When you or your child has been diagnosed with cancer, the world seems to stop. A great deal of new information and medical terminology is given to you in the first day or week after the diagnosis. Write things down, or have someone you trust write things down for you. After the visit write down questions that occur to you so you remember to ask the doctor later. You will have a million things on your mind and you will forget what you want to ask by the next time you see the doctor. If you have forgotten something the doctor or another health care provider told you, don’t be afraid to ask again. It is expected that patients with a new diagnosis of cancer will only remember a small percentage of what they are told in the first few days after their diagnosis. Reviewing information multiple times is a very good idea.
Don’t be afraid to ask for a second opinion if it would make you more comfortable. As physicians we are asked about second opinions all the time and only physicians who are not confident in their skills are easily offended by the request. However, if you are comfortable with your physician and the hospital or clinic you are at, second opinions are rarely necessary. For most newly diagnosed cancers the treatments are fairly standardized and the recommendations for treatment are going to be the same or similar no matter where you are treated.
There is nothing more precious than your health or the health of your child. Don’t be afraid to fight for it.
As the parent of a young adult with cancer should I interact with his/her provider?

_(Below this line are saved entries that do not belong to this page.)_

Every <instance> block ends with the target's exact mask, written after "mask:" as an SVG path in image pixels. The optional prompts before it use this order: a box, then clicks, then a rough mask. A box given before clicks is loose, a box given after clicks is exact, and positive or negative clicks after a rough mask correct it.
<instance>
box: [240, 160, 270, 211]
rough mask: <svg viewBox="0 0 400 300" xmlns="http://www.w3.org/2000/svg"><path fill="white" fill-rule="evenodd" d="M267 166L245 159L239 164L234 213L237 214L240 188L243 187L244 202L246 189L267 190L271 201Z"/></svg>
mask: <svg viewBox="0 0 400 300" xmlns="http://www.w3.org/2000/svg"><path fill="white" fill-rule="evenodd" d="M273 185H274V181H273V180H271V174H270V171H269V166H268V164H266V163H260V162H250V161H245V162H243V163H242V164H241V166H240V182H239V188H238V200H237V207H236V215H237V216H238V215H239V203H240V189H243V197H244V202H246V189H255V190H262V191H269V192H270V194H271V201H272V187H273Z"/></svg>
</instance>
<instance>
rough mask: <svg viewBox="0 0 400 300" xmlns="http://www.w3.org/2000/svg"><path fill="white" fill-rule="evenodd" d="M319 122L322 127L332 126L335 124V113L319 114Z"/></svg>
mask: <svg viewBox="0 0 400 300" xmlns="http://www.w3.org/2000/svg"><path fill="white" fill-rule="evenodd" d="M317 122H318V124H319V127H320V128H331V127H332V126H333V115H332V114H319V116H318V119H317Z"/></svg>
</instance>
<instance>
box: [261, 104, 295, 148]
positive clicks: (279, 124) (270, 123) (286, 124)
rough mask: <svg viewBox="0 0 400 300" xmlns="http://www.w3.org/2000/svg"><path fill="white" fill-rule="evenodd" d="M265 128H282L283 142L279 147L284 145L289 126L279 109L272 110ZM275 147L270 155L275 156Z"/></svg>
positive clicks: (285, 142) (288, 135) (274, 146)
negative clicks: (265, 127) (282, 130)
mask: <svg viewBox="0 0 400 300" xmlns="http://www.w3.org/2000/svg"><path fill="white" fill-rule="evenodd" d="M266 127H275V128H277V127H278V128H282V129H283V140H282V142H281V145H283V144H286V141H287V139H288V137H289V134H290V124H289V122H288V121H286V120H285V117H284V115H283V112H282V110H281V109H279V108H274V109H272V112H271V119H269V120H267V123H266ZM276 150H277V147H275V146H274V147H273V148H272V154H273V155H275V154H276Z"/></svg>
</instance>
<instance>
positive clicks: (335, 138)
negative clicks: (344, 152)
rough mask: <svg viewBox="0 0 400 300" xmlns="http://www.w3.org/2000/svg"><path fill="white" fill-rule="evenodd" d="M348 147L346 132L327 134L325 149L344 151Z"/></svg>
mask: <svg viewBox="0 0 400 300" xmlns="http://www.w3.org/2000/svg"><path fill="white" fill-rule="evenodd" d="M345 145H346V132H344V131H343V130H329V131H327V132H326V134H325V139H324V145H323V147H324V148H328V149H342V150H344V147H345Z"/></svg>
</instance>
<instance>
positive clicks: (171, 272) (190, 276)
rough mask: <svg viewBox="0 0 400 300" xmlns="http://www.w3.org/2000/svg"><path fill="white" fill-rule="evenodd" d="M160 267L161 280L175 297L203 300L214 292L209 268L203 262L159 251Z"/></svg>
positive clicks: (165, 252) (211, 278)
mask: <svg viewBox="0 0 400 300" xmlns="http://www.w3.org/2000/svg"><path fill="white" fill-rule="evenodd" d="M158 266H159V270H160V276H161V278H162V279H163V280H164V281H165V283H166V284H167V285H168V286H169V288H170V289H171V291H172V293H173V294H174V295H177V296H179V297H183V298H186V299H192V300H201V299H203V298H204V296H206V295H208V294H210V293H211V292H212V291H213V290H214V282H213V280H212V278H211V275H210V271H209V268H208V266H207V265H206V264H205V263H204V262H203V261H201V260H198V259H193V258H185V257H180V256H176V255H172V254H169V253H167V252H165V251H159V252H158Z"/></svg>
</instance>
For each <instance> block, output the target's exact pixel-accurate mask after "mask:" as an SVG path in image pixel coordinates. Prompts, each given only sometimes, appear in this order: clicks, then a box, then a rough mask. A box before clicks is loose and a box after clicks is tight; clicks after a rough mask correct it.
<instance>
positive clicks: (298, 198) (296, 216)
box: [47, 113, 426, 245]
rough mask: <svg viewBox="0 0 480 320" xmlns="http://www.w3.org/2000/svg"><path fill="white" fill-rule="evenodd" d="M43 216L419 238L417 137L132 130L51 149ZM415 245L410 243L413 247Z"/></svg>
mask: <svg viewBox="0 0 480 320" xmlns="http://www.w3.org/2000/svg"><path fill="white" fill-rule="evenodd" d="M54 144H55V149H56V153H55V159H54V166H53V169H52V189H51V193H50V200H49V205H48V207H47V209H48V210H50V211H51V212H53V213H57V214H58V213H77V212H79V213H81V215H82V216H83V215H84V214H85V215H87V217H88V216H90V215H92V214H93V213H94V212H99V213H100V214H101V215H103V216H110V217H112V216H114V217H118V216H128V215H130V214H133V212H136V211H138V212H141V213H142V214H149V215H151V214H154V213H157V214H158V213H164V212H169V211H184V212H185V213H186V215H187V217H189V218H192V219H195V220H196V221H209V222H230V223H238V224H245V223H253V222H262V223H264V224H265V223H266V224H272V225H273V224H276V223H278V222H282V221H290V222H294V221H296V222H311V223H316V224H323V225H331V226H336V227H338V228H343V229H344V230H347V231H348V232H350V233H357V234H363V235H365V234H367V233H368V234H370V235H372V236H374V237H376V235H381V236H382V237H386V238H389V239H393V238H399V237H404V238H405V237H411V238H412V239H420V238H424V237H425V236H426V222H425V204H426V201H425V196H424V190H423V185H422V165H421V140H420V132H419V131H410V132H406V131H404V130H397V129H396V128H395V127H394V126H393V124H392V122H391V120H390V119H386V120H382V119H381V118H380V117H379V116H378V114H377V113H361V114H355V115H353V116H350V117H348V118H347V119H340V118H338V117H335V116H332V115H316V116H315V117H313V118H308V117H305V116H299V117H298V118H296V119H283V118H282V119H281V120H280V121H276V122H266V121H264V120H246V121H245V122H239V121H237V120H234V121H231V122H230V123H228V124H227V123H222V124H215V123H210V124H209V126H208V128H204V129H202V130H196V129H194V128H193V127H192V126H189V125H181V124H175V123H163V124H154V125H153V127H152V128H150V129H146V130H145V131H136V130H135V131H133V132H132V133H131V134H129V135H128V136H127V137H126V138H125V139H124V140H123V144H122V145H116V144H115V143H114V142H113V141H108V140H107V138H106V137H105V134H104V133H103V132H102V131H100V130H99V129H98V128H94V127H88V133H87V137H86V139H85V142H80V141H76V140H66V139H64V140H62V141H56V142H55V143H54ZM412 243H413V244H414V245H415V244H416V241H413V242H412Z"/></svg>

If your child with cancer is over the age of 18 it presents a whole new set of challenges. Legally your child must make all medical decisions and must sign a release of information form for us to provide you with any medical information. However, in reality young adults just over the age of 18 and in their early 20’s have rarely reached a level of independence where they are capable of dealing with a diagnosis of cancer on their own. Of course the truth is no one is capable of dealing with a diagnosis of cancer on their own, regardless of age.
For most young adults with cancer, the diagnosis comes at a time when they are trying to establish a sense of independence. The diagnosis may require them to live with their parents again shortly after moving out. It may mean financial dependence on their parents again at a time when they had just begun supporting themselves. They see their friends moving on while they are stuck in place. This often places strain on their relationship with their parents at a time when parents want to be extremely supportive. The parental involvement can feel overwhelming and intrusive.
As a physician, I know that all patients in my clinic need to have support. For young adults the best source of support, whether they want to admit it or not, is usually their parents. For interacting with health care providers my best advice to parents would be to not dominate the visits. Allow your adult child to lead the conversation. Only when they have all their questions and concerns addressed should you bring up your concerns. Mention your concerns to your child before the visit so they know you will be bringing it up or they can talk about it themselves.
Ask your child before each visit if they are okay you with being in the room for appropriate parts of the exam and the follow-up discussion or if there are times they wish you to leave the room. If the health care provider asks you to leave the room at times, do not be offended. Our training has taught us that people are more likely to be honest about certain issues if their parents are not in the room. Plus, we are trying to respect your child’s privacy.
If you respect your child’s independence as an adult, your relationship will be much stronger for it.